Welcome! I'm so glad you stopped in for a visit and I hope you will leave a comment and let me know you were here. February had some lovely sunny days and I was happy to see Mount Hood, near Portland, Oregon, peeking over the roof of my unit one day. It looks tiny, but a few blocks away it is visually vast! I don't understand the science behind the difference I see here and there. I just love seeing Mt. Hood in all its snowy wonder and would love for you to see it in person if you haven't.
Bouquets of delightful cheery Daffodils like these at my neighbors are opening in the area around me.
The pretty purple Hyacinths by my front step are opening beautifully although I have not smelled them scenting the air yet.
These trees near where I park my car are beginning to beautifully bloom and I have been enjoying seeing other trees in the area around me fully displaying blooms of pink or white, promising Spring is coming.
My four Dianthus plants defied being frozen in their mid-sized clay pots on my patio this winter, and have been producing sweet-spicy scented blooms since last Spring!!!! I currently enjoy this little posy of blooms balanced in a little clear jar on my kitchen windowsill. Amazing!!!!
The facilitator of our once a month worship art group at church challenged us to choose a Bible verse about God as our Refuge and illustrate it. I thought about the image of God hugging us in His embrace as a mother hen spreads her wings over her chicks. That image prompted me to remember the chicken range on our research poultry farm when I was a child. Little chicken coops dotted a fenced in field.
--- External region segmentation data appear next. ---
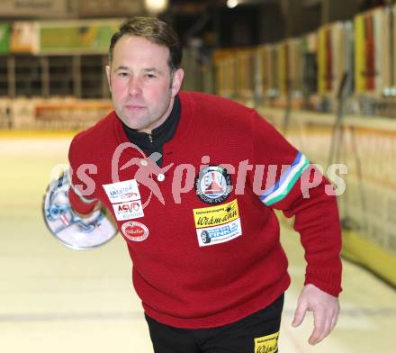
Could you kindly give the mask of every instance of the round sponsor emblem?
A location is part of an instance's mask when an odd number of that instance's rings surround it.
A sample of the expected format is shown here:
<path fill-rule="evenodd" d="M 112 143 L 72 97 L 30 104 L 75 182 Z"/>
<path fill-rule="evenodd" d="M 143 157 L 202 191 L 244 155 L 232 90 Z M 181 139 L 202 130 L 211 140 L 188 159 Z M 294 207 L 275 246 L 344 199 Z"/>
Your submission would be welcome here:
<path fill-rule="evenodd" d="M 231 192 L 231 176 L 225 167 L 207 167 L 195 178 L 195 190 L 204 203 L 220 204 Z"/>
<path fill-rule="evenodd" d="M 139 222 L 127 222 L 122 224 L 121 231 L 132 241 L 143 241 L 148 237 L 148 229 Z"/>

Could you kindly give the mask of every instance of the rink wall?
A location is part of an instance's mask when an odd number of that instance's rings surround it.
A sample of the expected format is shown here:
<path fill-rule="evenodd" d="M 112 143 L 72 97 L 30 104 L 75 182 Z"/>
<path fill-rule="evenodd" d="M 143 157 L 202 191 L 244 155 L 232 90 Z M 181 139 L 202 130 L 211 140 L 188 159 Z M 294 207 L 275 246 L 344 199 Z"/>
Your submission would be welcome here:
<path fill-rule="evenodd" d="M 338 196 L 343 256 L 396 285 L 396 121 L 262 107 L 263 116 L 324 171 L 345 164 Z"/>

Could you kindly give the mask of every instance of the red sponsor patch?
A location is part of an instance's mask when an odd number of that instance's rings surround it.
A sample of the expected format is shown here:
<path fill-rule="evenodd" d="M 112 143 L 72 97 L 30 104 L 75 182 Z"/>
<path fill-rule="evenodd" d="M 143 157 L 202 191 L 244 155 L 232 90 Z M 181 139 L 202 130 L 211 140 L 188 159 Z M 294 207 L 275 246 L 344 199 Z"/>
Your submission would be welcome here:
<path fill-rule="evenodd" d="M 121 231 L 132 241 L 143 241 L 148 237 L 148 229 L 139 222 L 126 222 L 122 224 Z"/>

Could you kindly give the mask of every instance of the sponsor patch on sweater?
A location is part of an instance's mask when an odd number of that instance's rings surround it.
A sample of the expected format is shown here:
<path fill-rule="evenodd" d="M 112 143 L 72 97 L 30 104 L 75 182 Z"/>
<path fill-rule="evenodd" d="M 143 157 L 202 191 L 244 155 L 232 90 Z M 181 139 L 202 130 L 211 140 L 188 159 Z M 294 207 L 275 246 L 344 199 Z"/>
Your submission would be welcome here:
<path fill-rule="evenodd" d="M 193 212 L 200 247 L 223 243 L 242 235 L 237 200 Z"/>
<path fill-rule="evenodd" d="M 126 222 L 122 224 L 121 231 L 132 241 L 143 241 L 148 237 L 148 229 L 139 222 Z"/>
<path fill-rule="evenodd" d="M 135 179 L 103 186 L 112 204 L 126 203 L 140 199 L 138 183 Z"/>
<path fill-rule="evenodd" d="M 198 197 L 206 204 L 222 203 L 231 192 L 231 176 L 220 166 L 209 166 L 195 178 Z"/>
<path fill-rule="evenodd" d="M 279 332 L 255 339 L 255 353 L 276 353 Z"/>

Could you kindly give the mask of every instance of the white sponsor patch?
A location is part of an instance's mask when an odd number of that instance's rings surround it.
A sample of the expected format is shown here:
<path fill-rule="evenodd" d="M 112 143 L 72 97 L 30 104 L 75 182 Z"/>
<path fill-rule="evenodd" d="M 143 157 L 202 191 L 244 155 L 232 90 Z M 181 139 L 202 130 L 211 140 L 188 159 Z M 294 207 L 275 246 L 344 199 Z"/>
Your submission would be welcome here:
<path fill-rule="evenodd" d="M 144 216 L 140 200 L 112 204 L 112 208 L 117 221 L 127 221 Z"/>
<path fill-rule="evenodd" d="M 215 227 L 199 228 L 196 230 L 196 234 L 200 247 L 232 240 L 242 235 L 240 218 Z"/>
<path fill-rule="evenodd" d="M 127 222 L 122 224 L 121 231 L 132 241 L 143 241 L 148 237 L 148 229 L 139 222 Z"/>
<path fill-rule="evenodd" d="M 103 186 L 112 204 L 126 203 L 140 199 L 138 183 L 135 179 Z"/>

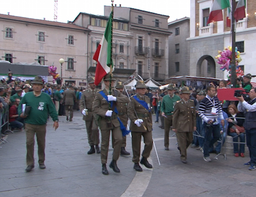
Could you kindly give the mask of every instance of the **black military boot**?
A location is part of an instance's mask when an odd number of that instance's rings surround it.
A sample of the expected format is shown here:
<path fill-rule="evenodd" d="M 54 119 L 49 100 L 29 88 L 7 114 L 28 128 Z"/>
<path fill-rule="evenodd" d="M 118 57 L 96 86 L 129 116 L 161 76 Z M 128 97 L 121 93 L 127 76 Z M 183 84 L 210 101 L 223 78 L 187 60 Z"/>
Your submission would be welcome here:
<path fill-rule="evenodd" d="M 102 174 L 104 175 L 108 175 L 109 174 L 109 172 L 108 171 L 108 169 L 106 169 L 106 164 L 102 164 Z"/>
<path fill-rule="evenodd" d="M 121 147 L 121 155 L 130 155 L 130 153 L 125 150 L 125 147 Z"/>
<path fill-rule="evenodd" d="M 90 150 L 87 152 L 87 154 L 90 155 L 90 154 L 93 154 L 94 153 L 95 153 L 95 148 L 94 148 L 94 145 L 91 145 L 91 146 L 90 146 Z"/>
<path fill-rule="evenodd" d="M 150 164 L 148 161 L 147 161 L 147 158 L 142 157 L 142 159 L 141 160 L 141 164 L 144 165 L 146 168 L 152 168 L 152 165 Z"/>
<path fill-rule="evenodd" d="M 112 168 L 114 172 L 116 172 L 117 173 L 120 173 L 120 170 L 117 167 L 117 161 L 112 160 L 112 161 L 110 163 L 110 165 L 109 165 L 109 167 L 110 168 Z"/>
<path fill-rule="evenodd" d="M 101 150 L 100 149 L 100 147 L 98 147 L 98 145 L 95 145 L 95 149 L 96 149 L 96 152 L 98 154 L 100 154 L 101 153 Z"/>

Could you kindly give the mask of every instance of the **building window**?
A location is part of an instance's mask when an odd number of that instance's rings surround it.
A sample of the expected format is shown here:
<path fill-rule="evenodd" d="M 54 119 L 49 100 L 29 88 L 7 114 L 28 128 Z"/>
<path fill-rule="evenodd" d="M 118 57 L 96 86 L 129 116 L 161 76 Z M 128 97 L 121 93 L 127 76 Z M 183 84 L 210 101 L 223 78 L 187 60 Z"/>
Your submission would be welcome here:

They were closer to the ground and not solid wood like I painted, never-the-less whatever they actually looked like they were there so that someone could coax the chickens to huddle inside them at night to protect them from predators. No baby chicks were ever out there although I painted in the lower right corner of the picture some primitive brown and yellow blobs that are meant to represent a mother hen with her wings outspread to her chicks. The process of meditating on God as my refuge, my Immanuel, with me in all my circumstances even if my pencil sketching, watercolor did not conform to the internal images I imagined, was humbling, comforting, leaving me ruefully smiling.
This past month, my stitching has been invested in five projects. I added more rows to two blankets not pictured here. The project on the left is my first attempt to make a provisional cast on for a sock that is to go on a 9-inch circular needle. I looked at a YouTube video for instruction. I started knitting another purple dishcloth and am closer to completing it than this photo shows. Then the completed crocheted double thickness potholder on the right is my one little Ta-Dah!
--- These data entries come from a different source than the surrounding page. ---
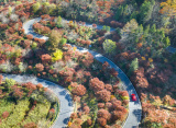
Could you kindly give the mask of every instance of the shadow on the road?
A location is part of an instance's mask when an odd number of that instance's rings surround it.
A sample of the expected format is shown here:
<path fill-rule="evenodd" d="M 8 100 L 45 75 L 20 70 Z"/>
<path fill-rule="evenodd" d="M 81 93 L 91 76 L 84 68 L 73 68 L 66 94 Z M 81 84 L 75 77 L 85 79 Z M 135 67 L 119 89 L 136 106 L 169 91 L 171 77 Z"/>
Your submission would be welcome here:
<path fill-rule="evenodd" d="M 64 124 L 68 124 L 68 121 L 69 121 L 69 117 L 67 117 L 67 118 L 65 118 L 65 119 L 63 120 Z"/>
<path fill-rule="evenodd" d="M 141 121 L 141 109 L 134 109 L 133 110 L 134 116 L 136 117 L 138 121 Z"/>
<path fill-rule="evenodd" d="M 68 101 L 68 106 L 73 106 L 72 97 L 69 94 L 66 94 L 65 98 Z"/>

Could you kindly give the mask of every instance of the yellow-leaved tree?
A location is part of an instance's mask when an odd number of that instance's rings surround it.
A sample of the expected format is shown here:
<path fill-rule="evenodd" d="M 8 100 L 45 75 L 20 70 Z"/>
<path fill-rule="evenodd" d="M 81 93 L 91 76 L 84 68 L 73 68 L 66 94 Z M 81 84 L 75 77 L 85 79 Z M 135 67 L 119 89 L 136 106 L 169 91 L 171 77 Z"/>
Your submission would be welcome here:
<path fill-rule="evenodd" d="M 166 2 L 162 2 L 160 13 L 169 16 L 176 15 L 176 0 L 167 0 Z"/>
This Oxalis (Shamrock) plant I purchased last Spring nearly expired. I noted when reading my friend Teresa's posts that when her Oxalis plant was doing poorly she put it out on her patio to recover and it did! I tried similar treatment for my plant by putting my plant out on my patio in the summer. Can you see the plant's two little white flowers in this photo I took recently? I like how this view highlights the pretty pink in the underside of the leaves as well.
How are you in the season of life you are in?
I happened upon these promising words it is recorded Jesus spoke before his death and resurrection. They encourage me, and I hope will encourage you.
““I am leaving you with a gift—peace of mind and heart. And the peace I give is a gift the world cannot give. So don’t be troubled or afraid.”